E se depois não houver outra vida, temos de nos pôr a reunir os restos desse entulho para com eles voltarmos a refazê-la. E contudo a nossa alma reclama e anseia por alguma coisa completamente diferente.
-Fiodor Dostoievski ☪︎ Faz um dia que o filho pródigo retornou à China. Hao colocou os fones de ouvido e caminhou até a estação. Sua memória foi reconhecendo cada edifício histórico. Antiguidades não o surpreendem. São Petersburgo também preserva uma infinidade. ☪︎ As portas do metrô se abriram e ele desceu na estação correspondente. Seguiu como um ponto ilógico na multidão. Se localizou facilmente ao sair para a rua. Nanjing permanece imutável no fluxo de pessoas e informações. Ele é quem sempre esteve vagando, inquieto. ☪︎ Hao chegou ao boulevard após a maghrib. O céu está daquele azul escuro e as estrelas pontilham o horizonte. Este é um daqueles horários de magia fugaz, quando as luzes da cidade se fundem numa energia cálida e cintilante.
"Allah, eu quase nunca falo ao senhor, e vou parecer tão presunçoso e egoísta agora. Mas por favor, faça com que essa moça goste de mim."

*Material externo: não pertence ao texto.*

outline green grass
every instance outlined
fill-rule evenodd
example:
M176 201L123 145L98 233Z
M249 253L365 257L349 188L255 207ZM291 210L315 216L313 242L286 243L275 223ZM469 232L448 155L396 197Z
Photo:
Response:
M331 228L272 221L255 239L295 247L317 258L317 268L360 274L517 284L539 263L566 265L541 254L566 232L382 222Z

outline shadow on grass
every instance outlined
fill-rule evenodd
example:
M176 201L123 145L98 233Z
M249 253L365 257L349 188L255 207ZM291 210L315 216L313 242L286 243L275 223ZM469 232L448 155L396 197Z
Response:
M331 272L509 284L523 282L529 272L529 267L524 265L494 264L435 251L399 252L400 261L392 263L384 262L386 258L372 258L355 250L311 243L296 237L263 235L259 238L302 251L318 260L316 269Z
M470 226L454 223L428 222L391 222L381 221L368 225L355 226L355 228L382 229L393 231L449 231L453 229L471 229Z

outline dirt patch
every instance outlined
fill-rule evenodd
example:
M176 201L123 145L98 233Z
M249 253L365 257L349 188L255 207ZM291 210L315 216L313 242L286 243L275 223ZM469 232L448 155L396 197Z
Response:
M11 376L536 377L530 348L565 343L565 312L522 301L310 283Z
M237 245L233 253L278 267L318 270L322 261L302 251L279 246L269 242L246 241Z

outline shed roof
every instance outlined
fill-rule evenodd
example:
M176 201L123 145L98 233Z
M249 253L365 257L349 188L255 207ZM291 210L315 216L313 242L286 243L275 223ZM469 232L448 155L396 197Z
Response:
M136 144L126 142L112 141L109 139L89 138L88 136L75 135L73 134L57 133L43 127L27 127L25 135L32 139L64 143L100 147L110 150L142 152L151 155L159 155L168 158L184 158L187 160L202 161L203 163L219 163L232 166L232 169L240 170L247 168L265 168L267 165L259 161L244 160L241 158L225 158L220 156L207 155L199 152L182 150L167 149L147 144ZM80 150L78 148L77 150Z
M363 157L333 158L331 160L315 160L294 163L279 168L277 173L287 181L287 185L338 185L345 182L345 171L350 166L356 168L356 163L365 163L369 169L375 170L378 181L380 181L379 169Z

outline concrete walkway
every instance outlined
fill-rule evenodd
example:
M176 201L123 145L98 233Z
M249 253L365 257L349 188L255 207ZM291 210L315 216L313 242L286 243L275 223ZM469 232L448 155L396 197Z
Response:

O rapaz estacou de repente. Ela está apenas alguns metros adiante. Ele a identificou através da shayla castanha que ela descreveu na última mensagem. Ela ainda não o notou, tão concentrada em digitar no celular de capa rosa. Não sabe que é a única pessoa que ele consegue ver. O movimento ao redor morreu e a canção do Radiohead ficou muda nos fones de ouvido. Porque a mente de Hao está compondo uma sinfonia especialmente para ela.
"Mashallah!"
Foi tudo o que ele pôde exclamar quando ela o avistou e sorriu. E enquanto ela se aproximava, ele se sentiu tão estúpido, ali parado e com as mãos nos bolsos, nem sequer cobriu os cabelos ou vestiu uma roupa tradicional para encontrá-la. Retirou os fones meio passo antes dela o alcançar, o corpo quente pela adrenalina e as mãos suando.
—Assalamu Alaikum! —A moça se inclinou numa reverência.
—Wa alaikum assalam. —Hao saudou com o mesmo gesto.